This simulation models the Malkus waterwheel, a mechanical system whose equations of motion are mathematically identical to Edward Lorenz's 1963 chaos equations. Twelve buckets are mounted around a wheel; water drips in at a constant rate at the top and each bucket leaks out at a rate proportional to how full it is. Gravity acting on the unevenly distributed water produces a torque that spins the wheel, while friction (implicit in the σ, r, b parameters) opposes it — and for the right parameter values this tug-of-war never settles down, instead flipping rotation direction unpredictably forever. The same x, y, z state driving the wheel's angle and bucket fill also traces the classic butterfly-shaped Lorenz attractor in the phase-portrait panel.
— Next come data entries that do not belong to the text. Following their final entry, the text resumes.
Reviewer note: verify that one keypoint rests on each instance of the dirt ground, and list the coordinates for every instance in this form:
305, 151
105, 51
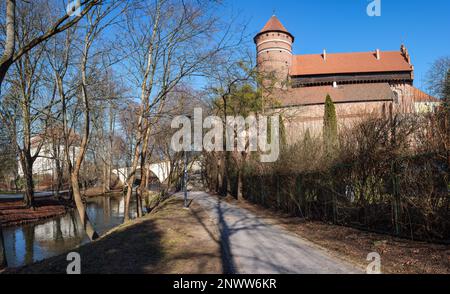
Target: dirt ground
171, 240
14, 212
398, 256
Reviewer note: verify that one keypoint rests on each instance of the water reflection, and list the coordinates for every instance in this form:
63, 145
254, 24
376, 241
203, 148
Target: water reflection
33, 242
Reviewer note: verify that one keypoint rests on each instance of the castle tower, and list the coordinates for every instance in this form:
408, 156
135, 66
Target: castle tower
274, 50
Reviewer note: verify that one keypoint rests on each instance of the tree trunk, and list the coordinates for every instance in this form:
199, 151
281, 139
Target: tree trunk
27, 168
90, 231
3, 262
240, 195
10, 42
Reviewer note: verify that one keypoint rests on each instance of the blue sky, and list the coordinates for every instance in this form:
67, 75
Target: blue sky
344, 26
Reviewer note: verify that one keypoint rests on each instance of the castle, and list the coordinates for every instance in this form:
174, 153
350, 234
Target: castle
360, 84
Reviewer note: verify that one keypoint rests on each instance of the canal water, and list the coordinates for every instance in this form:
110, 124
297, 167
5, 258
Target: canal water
29, 243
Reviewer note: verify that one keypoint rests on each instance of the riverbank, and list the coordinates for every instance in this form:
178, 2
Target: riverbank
170, 240
398, 256
14, 212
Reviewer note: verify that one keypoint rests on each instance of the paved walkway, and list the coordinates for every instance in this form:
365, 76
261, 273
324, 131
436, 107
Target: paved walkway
252, 246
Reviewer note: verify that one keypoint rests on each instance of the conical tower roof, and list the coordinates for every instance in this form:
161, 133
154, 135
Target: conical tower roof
274, 25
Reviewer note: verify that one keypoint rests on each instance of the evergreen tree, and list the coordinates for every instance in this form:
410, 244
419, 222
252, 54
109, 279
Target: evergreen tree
330, 131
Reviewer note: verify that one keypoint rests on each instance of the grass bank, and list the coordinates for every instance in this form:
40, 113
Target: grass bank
171, 240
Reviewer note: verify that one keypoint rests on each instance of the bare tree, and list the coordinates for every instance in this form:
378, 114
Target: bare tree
11, 54
162, 35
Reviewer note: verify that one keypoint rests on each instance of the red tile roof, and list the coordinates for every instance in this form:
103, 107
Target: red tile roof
340, 94
274, 25
342, 63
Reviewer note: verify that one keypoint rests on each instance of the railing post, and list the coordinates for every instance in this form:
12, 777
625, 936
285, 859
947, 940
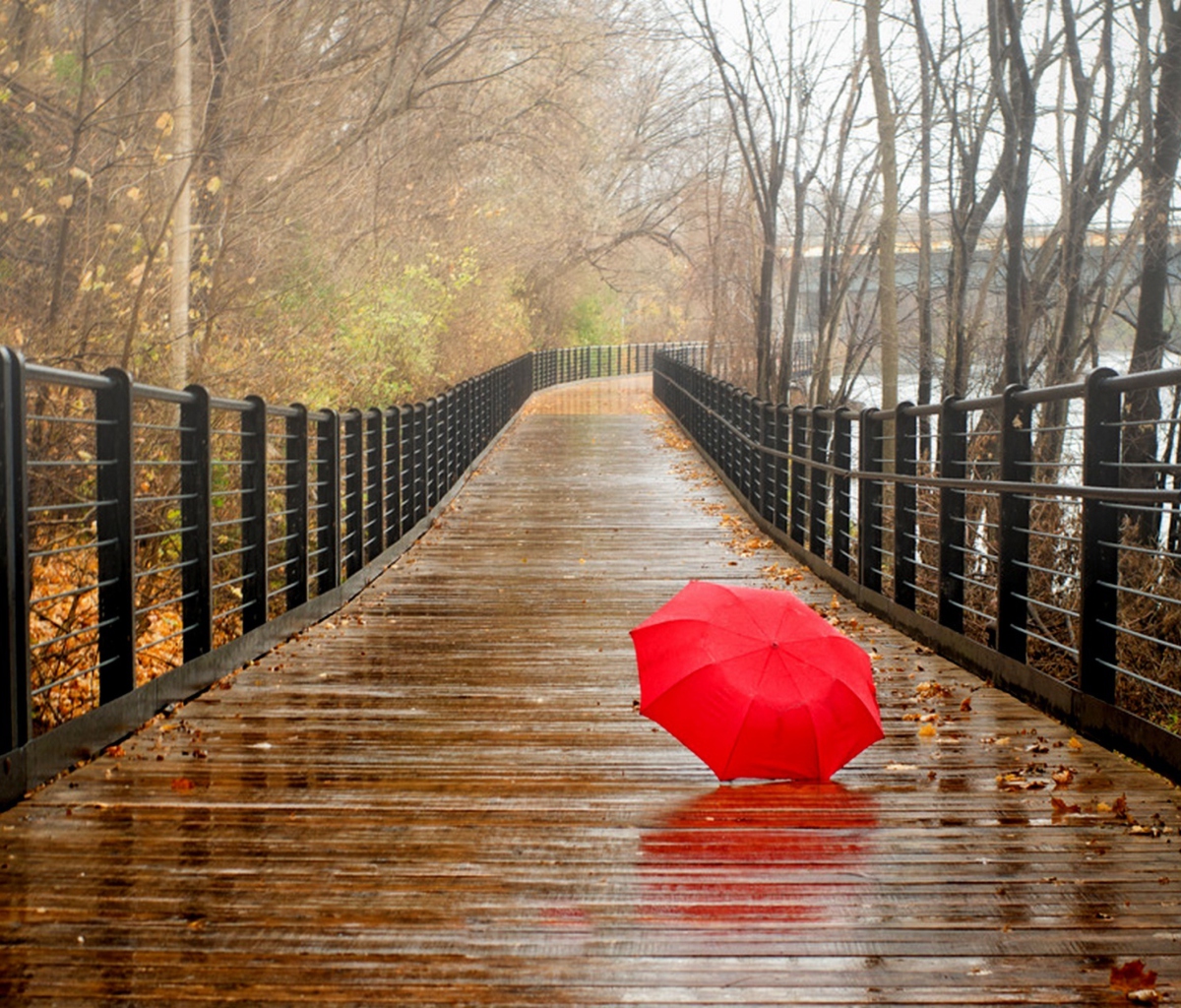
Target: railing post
782, 446
1013, 539
842, 459
353, 512
767, 481
393, 493
196, 520
418, 465
869, 502
432, 455
255, 577
17, 721
1099, 563
115, 524
906, 505
952, 502
296, 507
745, 452
328, 507
405, 468
818, 485
798, 512
373, 484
The wheel's rotation angle is driven directly by the x variable of the Lorenz equations (dx/dt = σ(y−x), dy/dt = x(r−z)−y, dz/dt = xy−bz), integrated with RK4. Water pours into whichever bucket is currently at the top and drains from every bucket in proportion to its fill level, so the visible sloshing water mirrors the underlying chaotic state. The green/red arc around the wheel and the ω readout show the current spin direction and speed, while the phase-portrait and x(t) strip on the right plot the same trajectory as a strange attractor.
Choose a preset (Chaotic, Stable, Edge) or drag the σ, r, b and Speed sliders yourself to change the dynamics. Use Pause to freeze the wheel and attractor at any instant for inspection, and Reset to restart from a fresh near-zero state (with a tiny random perturbation) and clear the trail — useful for seeing how a barely different start can lead to a wildly different path.
The physical Malkus waterwheel was built in the 1970s specifically to demonstrate that Lorenz's equations, first derived from a simplified model of atmospheric convection, aren't just an abstract curiosity — a real spinning wheel with leaky buckets reverses direction just as chaotically as the weather does, using the exact same three-variable math.
It is a wheel with a ring of buckets, each with a small hole. Water drips onto the bucket currently at the top from a fixed nozzle, and every bucket continuously leaks water in proportion to how full it is. Gravity pulls harder on the heavier, wetter side of the wheel, creating a torque; if the inflow is fast enough relative to the leak rate and friction, the wheel accelerates, but the shifting weight can also make it slow, stop and reverse.
Malkus and Howard showed in the 1970s that if you write Newton's law for the wheel's angular velocity together with a Fourier decomposition of the water distribution around the rim, the first three coefficients obey equations of the same form as dx/dt = σ(y−x), dy/dt = x(r−z)−y, dz/dt = xy−bz. Here x is proportional to the wheel's rotation rate, y and z describe how the water mass is distributed around the wheel, and σ, r, b are combinations of the physical drip rate, leak rate, moment of inertia and friction.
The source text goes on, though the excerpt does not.